Where images used to identify the defendant are sufficiently clear to allow the jury to make a positive identification in court there will be no need for the evidence of the SR. There are then two situations where the jury can be invited to identify the defendant on the basis of images with the assistance of an SR’s evidence: (i) where the image is identified by a witness who knows the defendant sufficiently well to recognise him, or (ii) where the identification is based on the opinion evidence of an individual who did not know the defendant but has acquired specialist knowledge by spending substantial time analysing images from the scene, or is a facial mapper(Attorney-General’s Reference (No. 2 of 2002) [2003] 1 Cr.App.R 21, CA). The evidence of an SR will normally be able to be admitted through either of these gateways depending on the facts).

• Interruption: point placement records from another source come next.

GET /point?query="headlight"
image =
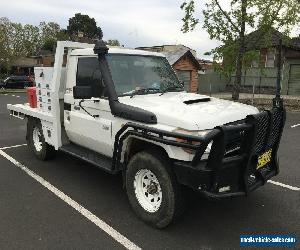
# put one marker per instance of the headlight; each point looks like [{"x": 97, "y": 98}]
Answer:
[{"x": 194, "y": 133}]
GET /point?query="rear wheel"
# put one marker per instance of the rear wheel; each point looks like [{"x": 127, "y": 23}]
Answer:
[
  {"x": 152, "y": 189},
  {"x": 36, "y": 141}
]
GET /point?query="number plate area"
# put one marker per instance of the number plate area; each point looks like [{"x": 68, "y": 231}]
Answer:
[{"x": 264, "y": 159}]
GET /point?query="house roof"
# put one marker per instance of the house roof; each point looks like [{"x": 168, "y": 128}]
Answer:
[{"x": 175, "y": 55}]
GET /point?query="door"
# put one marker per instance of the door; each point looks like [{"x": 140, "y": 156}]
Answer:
[
  {"x": 185, "y": 77},
  {"x": 294, "y": 80},
  {"x": 89, "y": 123}
]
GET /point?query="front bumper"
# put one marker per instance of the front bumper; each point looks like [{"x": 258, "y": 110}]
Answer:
[{"x": 236, "y": 173}]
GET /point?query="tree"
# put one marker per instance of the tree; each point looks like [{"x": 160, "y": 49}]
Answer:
[
  {"x": 85, "y": 26},
  {"x": 230, "y": 26},
  {"x": 113, "y": 42},
  {"x": 17, "y": 40}
]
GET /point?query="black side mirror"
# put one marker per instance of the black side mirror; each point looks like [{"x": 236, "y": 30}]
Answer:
[{"x": 82, "y": 92}]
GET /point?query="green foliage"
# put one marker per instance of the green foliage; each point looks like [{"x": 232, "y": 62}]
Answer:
[
  {"x": 17, "y": 40},
  {"x": 85, "y": 26},
  {"x": 224, "y": 24},
  {"x": 228, "y": 22}
]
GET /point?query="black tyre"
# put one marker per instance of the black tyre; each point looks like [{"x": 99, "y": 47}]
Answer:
[
  {"x": 152, "y": 189},
  {"x": 36, "y": 141}
]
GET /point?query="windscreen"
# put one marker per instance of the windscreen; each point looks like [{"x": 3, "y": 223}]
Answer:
[{"x": 134, "y": 72}]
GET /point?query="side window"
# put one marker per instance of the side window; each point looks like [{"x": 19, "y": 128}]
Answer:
[{"x": 89, "y": 74}]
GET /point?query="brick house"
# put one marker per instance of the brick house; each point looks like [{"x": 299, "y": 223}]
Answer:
[
  {"x": 262, "y": 72},
  {"x": 184, "y": 62}
]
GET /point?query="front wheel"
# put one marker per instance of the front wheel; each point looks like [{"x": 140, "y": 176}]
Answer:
[
  {"x": 152, "y": 189},
  {"x": 36, "y": 141}
]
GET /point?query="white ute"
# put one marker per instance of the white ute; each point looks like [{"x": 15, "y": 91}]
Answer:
[{"x": 124, "y": 110}]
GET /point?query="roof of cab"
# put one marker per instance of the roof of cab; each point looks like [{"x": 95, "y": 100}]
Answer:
[{"x": 116, "y": 50}]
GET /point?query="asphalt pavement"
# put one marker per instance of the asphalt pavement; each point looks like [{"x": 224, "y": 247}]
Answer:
[{"x": 33, "y": 217}]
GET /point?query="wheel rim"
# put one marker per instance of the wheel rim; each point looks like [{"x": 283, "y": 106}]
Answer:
[
  {"x": 147, "y": 190},
  {"x": 37, "y": 142}
]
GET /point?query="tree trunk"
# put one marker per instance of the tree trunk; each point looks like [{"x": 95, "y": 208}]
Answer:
[{"x": 240, "y": 54}]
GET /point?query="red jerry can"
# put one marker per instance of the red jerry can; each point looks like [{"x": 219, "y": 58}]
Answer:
[{"x": 31, "y": 97}]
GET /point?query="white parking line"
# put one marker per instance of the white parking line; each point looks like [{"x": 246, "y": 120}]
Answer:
[
  {"x": 83, "y": 211},
  {"x": 284, "y": 185},
  {"x": 15, "y": 146},
  {"x": 296, "y": 125}
]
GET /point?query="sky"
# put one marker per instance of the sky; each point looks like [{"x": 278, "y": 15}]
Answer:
[{"x": 134, "y": 23}]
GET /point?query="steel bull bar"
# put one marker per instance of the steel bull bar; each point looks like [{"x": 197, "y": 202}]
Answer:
[{"x": 243, "y": 155}]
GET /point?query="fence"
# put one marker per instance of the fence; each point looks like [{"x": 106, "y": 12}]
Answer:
[{"x": 253, "y": 80}]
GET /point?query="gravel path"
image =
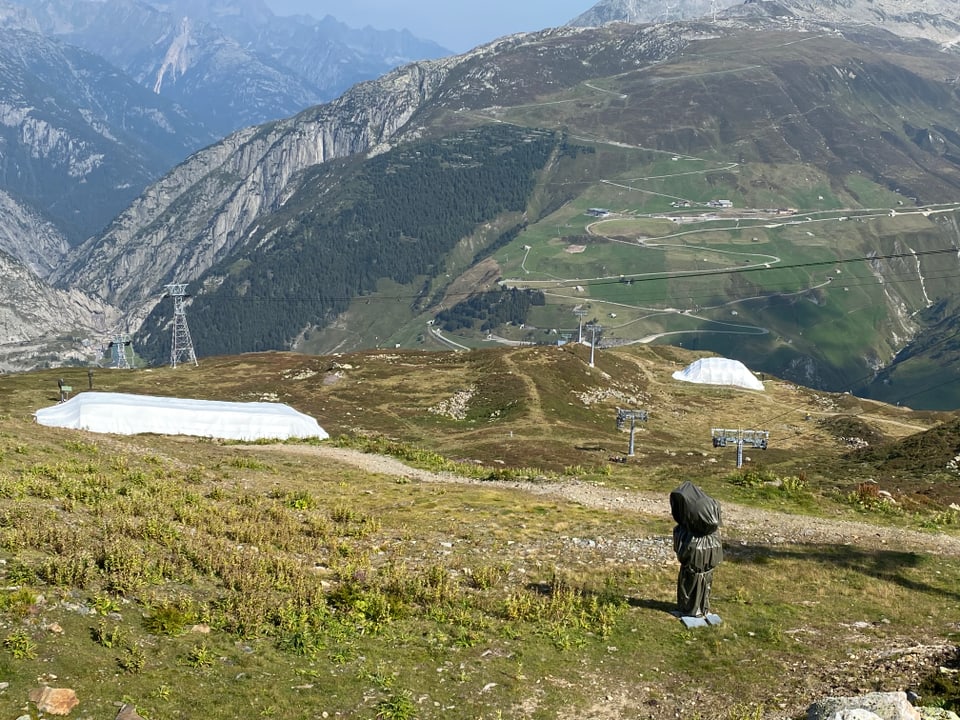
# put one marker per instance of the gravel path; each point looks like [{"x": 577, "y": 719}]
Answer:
[{"x": 744, "y": 524}]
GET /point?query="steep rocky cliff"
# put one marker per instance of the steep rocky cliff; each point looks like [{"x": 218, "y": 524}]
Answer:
[
  {"x": 45, "y": 325},
  {"x": 195, "y": 215}
]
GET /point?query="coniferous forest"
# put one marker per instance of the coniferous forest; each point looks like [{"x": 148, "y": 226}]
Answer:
[{"x": 395, "y": 216}]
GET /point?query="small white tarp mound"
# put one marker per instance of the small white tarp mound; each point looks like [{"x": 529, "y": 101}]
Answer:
[
  {"x": 125, "y": 414},
  {"x": 719, "y": 371}
]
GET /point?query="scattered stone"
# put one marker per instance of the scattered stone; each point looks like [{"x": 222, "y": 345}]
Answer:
[
  {"x": 54, "y": 701},
  {"x": 128, "y": 712},
  {"x": 937, "y": 714},
  {"x": 877, "y": 706}
]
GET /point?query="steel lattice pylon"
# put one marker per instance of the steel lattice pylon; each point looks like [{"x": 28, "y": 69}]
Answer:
[{"x": 181, "y": 346}]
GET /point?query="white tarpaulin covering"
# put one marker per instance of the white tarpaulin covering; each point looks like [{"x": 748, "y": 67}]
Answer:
[
  {"x": 719, "y": 371},
  {"x": 132, "y": 414}
]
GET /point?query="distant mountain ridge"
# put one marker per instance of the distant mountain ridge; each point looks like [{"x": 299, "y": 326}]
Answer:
[
  {"x": 937, "y": 20},
  {"x": 228, "y": 65},
  {"x": 834, "y": 143}
]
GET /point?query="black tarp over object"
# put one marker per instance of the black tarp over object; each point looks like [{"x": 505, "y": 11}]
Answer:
[{"x": 696, "y": 541}]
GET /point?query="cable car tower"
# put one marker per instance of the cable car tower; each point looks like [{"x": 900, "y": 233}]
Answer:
[
  {"x": 181, "y": 345},
  {"x": 118, "y": 350}
]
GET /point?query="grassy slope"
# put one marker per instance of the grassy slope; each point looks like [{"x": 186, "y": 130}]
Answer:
[{"x": 348, "y": 593}]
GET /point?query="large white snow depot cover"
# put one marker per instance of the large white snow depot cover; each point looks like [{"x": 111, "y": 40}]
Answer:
[
  {"x": 125, "y": 414},
  {"x": 719, "y": 371}
]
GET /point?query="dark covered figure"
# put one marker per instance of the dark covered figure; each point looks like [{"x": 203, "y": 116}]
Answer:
[{"x": 696, "y": 541}]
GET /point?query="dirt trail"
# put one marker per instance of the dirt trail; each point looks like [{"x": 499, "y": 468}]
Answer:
[{"x": 740, "y": 524}]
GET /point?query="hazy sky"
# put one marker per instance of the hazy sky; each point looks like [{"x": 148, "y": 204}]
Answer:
[{"x": 458, "y": 25}]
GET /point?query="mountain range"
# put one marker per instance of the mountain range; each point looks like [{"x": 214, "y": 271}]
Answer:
[{"x": 774, "y": 181}]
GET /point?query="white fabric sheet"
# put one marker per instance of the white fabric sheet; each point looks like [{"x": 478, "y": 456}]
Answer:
[
  {"x": 719, "y": 371},
  {"x": 125, "y": 414}
]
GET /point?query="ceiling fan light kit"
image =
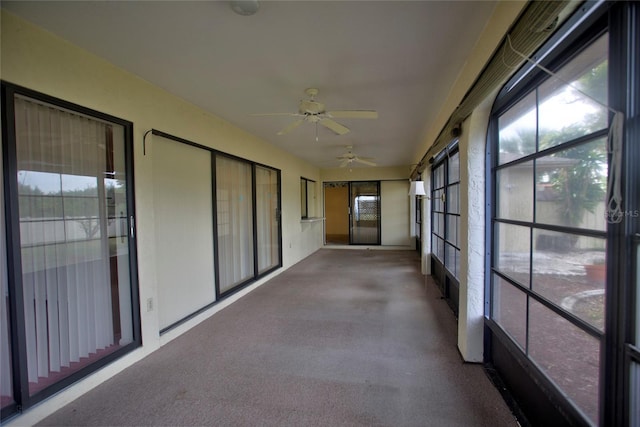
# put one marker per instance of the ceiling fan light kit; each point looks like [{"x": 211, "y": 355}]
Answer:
[
  {"x": 312, "y": 111},
  {"x": 349, "y": 158}
]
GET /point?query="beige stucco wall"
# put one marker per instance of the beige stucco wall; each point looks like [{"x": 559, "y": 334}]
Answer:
[{"x": 38, "y": 60}]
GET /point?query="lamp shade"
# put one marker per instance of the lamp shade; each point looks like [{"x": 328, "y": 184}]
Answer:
[{"x": 417, "y": 188}]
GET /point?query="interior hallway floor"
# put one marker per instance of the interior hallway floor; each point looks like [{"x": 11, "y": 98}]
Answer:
[{"x": 343, "y": 338}]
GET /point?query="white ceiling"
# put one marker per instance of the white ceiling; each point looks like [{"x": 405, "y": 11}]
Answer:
[{"x": 400, "y": 58}]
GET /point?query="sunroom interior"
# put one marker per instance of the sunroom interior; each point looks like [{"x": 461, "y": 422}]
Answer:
[{"x": 161, "y": 160}]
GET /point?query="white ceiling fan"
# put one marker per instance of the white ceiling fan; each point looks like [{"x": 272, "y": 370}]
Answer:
[
  {"x": 350, "y": 157},
  {"x": 312, "y": 111}
]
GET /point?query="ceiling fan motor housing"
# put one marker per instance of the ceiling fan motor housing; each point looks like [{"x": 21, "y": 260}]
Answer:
[{"x": 308, "y": 106}]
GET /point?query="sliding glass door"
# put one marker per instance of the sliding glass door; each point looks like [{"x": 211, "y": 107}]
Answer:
[
  {"x": 365, "y": 213},
  {"x": 267, "y": 218},
  {"x": 68, "y": 288},
  {"x": 234, "y": 198}
]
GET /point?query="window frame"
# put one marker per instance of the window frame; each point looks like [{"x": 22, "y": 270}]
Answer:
[{"x": 444, "y": 272}]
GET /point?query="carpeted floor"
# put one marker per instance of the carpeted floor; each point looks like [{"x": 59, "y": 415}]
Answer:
[{"x": 344, "y": 338}]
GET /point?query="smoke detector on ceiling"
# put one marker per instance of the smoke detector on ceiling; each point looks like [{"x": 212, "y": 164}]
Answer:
[{"x": 245, "y": 7}]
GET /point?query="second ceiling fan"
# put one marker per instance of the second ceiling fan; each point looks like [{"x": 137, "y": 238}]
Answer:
[{"x": 312, "y": 111}]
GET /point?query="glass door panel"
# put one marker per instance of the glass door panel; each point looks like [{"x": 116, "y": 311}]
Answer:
[
  {"x": 267, "y": 218},
  {"x": 365, "y": 213},
  {"x": 336, "y": 211},
  {"x": 6, "y": 377},
  {"x": 74, "y": 240},
  {"x": 235, "y": 222}
]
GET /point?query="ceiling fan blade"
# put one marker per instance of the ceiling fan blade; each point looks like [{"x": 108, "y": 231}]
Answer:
[
  {"x": 353, "y": 114},
  {"x": 291, "y": 127},
  {"x": 365, "y": 162},
  {"x": 334, "y": 126},
  {"x": 275, "y": 114}
]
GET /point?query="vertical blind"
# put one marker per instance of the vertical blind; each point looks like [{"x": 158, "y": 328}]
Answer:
[{"x": 65, "y": 165}]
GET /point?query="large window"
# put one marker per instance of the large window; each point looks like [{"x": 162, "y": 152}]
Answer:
[
  {"x": 445, "y": 223},
  {"x": 549, "y": 225},
  {"x": 70, "y": 279},
  {"x": 562, "y": 273}
]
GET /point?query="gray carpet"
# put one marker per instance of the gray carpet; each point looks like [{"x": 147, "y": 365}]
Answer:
[{"x": 344, "y": 338}]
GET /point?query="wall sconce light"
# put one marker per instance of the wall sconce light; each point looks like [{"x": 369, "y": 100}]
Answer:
[{"x": 417, "y": 190}]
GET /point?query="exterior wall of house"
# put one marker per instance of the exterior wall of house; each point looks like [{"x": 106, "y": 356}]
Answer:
[{"x": 33, "y": 58}]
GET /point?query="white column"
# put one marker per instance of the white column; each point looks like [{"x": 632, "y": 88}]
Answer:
[{"x": 472, "y": 234}]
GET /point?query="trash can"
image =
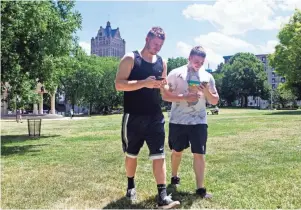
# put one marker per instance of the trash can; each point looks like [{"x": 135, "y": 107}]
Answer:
[{"x": 34, "y": 127}]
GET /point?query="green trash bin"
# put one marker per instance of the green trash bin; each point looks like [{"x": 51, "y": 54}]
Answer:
[{"x": 34, "y": 127}]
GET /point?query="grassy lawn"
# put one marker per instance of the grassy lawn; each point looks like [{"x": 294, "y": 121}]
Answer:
[{"x": 253, "y": 161}]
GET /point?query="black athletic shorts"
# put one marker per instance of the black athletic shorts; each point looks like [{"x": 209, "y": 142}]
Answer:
[
  {"x": 182, "y": 136},
  {"x": 137, "y": 128}
]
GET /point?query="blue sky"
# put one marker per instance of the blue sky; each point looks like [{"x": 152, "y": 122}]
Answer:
[{"x": 222, "y": 27}]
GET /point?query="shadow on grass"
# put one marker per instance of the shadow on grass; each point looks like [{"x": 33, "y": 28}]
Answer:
[
  {"x": 186, "y": 199},
  {"x": 5, "y": 139},
  {"x": 20, "y": 150},
  {"x": 292, "y": 112}
]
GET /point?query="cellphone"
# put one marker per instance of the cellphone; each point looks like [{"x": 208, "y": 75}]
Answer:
[{"x": 159, "y": 78}]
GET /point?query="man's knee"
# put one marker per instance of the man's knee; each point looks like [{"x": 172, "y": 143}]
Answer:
[
  {"x": 177, "y": 154},
  {"x": 199, "y": 156}
]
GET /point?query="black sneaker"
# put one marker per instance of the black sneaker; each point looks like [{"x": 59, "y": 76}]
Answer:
[
  {"x": 175, "y": 181},
  {"x": 167, "y": 203},
  {"x": 203, "y": 193},
  {"x": 131, "y": 194}
]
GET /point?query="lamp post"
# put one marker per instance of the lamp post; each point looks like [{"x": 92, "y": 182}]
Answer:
[{"x": 258, "y": 99}]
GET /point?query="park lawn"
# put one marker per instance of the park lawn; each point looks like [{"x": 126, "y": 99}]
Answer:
[{"x": 253, "y": 161}]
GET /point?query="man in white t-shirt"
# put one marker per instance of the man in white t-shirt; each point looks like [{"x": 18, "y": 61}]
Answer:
[{"x": 189, "y": 87}]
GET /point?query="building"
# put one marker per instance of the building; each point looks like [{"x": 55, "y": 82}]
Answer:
[
  {"x": 273, "y": 79},
  {"x": 108, "y": 42}
]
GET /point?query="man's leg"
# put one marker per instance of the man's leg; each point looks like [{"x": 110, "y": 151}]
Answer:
[
  {"x": 175, "y": 162},
  {"x": 130, "y": 166},
  {"x": 159, "y": 170},
  {"x": 198, "y": 139},
  {"x": 199, "y": 169},
  {"x": 155, "y": 139},
  {"x": 131, "y": 143},
  {"x": 178, "y": 141}
]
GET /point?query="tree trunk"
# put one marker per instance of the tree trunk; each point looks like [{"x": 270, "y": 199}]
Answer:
[
  {"x": 90, "y": 108},
  {"x": 242, "y": 102}
]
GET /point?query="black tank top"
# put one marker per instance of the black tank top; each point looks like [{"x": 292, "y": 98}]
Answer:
[{"x": 144, "y": 101}]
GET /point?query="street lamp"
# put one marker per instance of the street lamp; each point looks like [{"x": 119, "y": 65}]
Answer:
[{"x": 258, "y": 99}]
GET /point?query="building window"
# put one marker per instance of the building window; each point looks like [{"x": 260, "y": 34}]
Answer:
[{"x": 273, "y": 74}]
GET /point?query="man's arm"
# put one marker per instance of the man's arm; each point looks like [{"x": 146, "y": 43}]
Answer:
[
  {"x": 121, "y": 81},
  {"x": 210, "y": 91}
]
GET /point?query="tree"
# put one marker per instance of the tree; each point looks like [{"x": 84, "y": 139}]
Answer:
[
  {"x": 219, "y": 68},
  {"x": 287, "y": 57},
  {"x": 91, "y": 82},
  {"x": 243, "y": 76},
  {"x": 283, "y": 96},
  {"x": 173, "y": 63},
  {"x": 34, "y": 36}
]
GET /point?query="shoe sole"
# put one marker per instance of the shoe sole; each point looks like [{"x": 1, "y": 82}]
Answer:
[{"x": 170, "y": 206}]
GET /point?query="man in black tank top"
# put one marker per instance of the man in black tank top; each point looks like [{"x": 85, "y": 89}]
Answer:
[{"x": 140, "y": 76}]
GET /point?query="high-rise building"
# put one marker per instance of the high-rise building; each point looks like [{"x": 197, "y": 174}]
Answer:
[
  {"x": 108, "y": 42},
  {"x": 273, "y": 79}
]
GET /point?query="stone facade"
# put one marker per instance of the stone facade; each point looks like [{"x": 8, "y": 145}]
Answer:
[{"x": 108, "y": 43}]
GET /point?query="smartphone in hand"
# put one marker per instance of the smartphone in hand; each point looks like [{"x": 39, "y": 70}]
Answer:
[{"x": 159, "y": 78}]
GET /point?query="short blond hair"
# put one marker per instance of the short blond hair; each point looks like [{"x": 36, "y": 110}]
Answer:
[
  {"x": 156, "y": 31},
  {"x": 199, "y": 51}
]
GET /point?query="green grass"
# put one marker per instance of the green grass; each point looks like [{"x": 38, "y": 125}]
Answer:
[{"x": 253, "y": 161}]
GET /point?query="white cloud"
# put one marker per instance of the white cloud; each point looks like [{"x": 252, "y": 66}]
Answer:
[
  {"x": 86, "y": 47},
  {"x": 239, "y": 16},
  {"x": 289, "y": 5},
  {"x": 218, "y": 45}
]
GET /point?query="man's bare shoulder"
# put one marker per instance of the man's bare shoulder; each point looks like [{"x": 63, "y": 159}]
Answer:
[
  {"x": 178, "y": 70},
  {"x": 128, "y": 56}
]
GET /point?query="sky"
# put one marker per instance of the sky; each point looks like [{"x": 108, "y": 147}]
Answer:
[{"x": 222, "y": 27}]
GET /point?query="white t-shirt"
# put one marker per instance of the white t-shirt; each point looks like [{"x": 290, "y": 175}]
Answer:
[{"x": 184, "y": 112}]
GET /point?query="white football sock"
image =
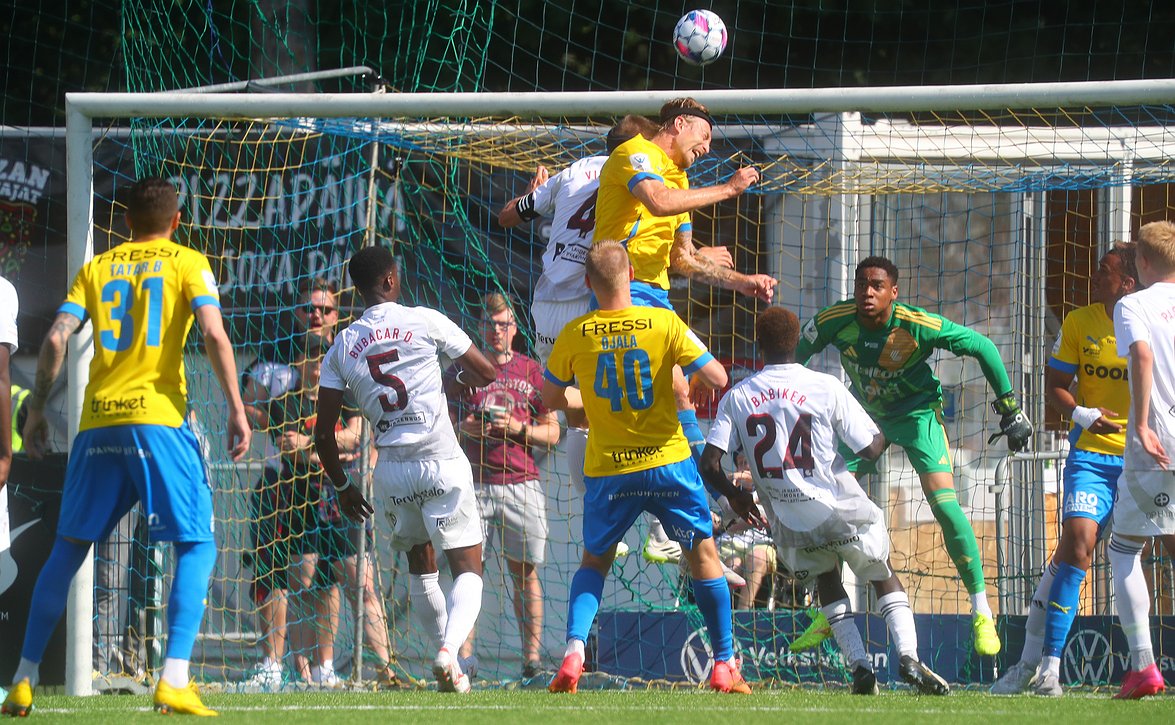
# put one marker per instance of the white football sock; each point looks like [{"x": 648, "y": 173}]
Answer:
[
  {"x": 899, "y": 618},
  {"x": 845, "y": 632},
  {"x": 32, "y": 670},
  {"x": 1051, "y": 664},
  {"x": 1034, "y": 629},
  {"x": 1132, "y": 599},
  {"x": 656, "y": 529},
  {"x": 575, "y": 646},
  {"x": 464, "y": 605},
  {"x": 979, "y": 604},
  {"x": 428, "y": 605},
  {"x": 577, "y": 450},
  {"x": 175, "y": 672}
]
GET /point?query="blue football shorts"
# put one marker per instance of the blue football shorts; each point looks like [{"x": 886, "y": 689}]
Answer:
[
  {"x": 1090, "y": 483},
  {"x": 671, "y": 492},
  {"x": 113, "y": 468}
]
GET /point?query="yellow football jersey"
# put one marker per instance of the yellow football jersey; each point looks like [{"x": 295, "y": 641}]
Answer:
[
  {"x": 623, "y": 363},
  {"x": 1087, "y": 348},
  {"x": 622, "y": 217},
  {"x": 141, "y": 297}
]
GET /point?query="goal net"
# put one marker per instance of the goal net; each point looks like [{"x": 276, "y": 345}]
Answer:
[{"x": 995, "y": 205}]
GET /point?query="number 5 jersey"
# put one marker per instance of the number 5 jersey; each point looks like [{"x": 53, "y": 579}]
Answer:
[
  {"x": 389, "y": 360},
  {"x": 786, "y": 420}
]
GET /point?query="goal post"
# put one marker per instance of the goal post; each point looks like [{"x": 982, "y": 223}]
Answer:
[{"x": 992, "y": 200}]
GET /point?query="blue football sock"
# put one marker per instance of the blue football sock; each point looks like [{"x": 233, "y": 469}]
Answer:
[
  {"x": 194, "y": 563},
  {"x": 713, "y": 598},
  {"x": 1061, "y": 608},
  {"x": 586, "y": 591},
  {"x": 49, "y": 595}
]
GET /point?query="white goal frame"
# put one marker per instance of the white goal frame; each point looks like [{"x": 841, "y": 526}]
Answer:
[{"x": 843, "y": 105}]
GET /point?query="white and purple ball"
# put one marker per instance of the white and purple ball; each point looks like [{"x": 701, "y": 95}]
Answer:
[{"x": 699, "y": 37}]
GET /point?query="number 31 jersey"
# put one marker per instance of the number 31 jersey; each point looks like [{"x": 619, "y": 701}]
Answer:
[
  {"x": 389, "y": 360},
  {"x": 623, "y": 361},
  {"x": 786, "y": 420},
  {"x": 140, "y": 297}
]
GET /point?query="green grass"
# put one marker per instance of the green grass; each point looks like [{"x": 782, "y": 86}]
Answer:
[{"x": 620, "y": 707}]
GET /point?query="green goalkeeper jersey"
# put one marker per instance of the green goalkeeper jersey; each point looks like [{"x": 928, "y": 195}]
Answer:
[{"x": 887, "y": 367}]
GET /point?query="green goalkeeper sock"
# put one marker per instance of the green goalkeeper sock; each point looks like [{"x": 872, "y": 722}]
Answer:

The risk of admission of an SR’s evidence through the latter gateway is that an SR will be able to provide opinion evidence on identification similar to that of a facial mapper without being subject to the same professional requirements or levels of scrutiny as a conventional expert. Where CCTV images are of a poor quality and an SR is able to make an identification that a lay witness is not, the witness will be offering an opinion on the identification of the individual in question without recourse to a scientifically verifiable methodology. Such a situation means that the jury is not able to scrutinise the evidence of an SR in such a situation as well as they would a facial mapper; the risk of this lack of scrutiny is that the evidence of the SR is accepted too readily and an SR is effectively usurping the jury’s role in determining the issue of identification. The minimum means to prevent such a risk is a judicial warning to the jury on the risk of mistaken identification, even by an SR, and which highlights the care needed to be taken before convicting on the basis of an identification which the jury is not sufficiently able to scrutinise themselves. Such a direction would be in keeping with the jurisprudence on warning the jury of the risk of convicting on the basis of comparing an image presented in court with the defendant in the dock (see R v Downey [1995] 1 Cr.App.R. 547 CA, R v Blenkinsop [1995] 1 Cr.App.R. 7, CA).

Conclusion

The Court of Appeal was founded in 1907 as a result of the Adolf Beck case – a miscarriage of justice which resulted from incorrect identifications by no less than fifteen witnesses. Much has been done to limit the mischief caused by identification evidence in the intervening century. As a form of evidence, however, identification evidence is still vulnerable to inaccuracy.

Super-recognisers can prove pivotal in making the all-important breakthrough in a case, but the benefits they bring to investigators must not be allowed to disguise their potential unreliability. Rigorous scrutiny is essential to prevent inaccurate or unreliable evidence from being put before a jury. Evidence of a super-recogniser ought to be subject to perhaps closer inspection and scrutiny due to the risks that are posed by any potential view of an identification by a super-recogniser being more authoritative and reliable than an identification by an average witness. Adherence to proper procedures and being ever-aware of SRs’ fallibility will go a long way in militating against the risks that this new evidence-gathering method poses.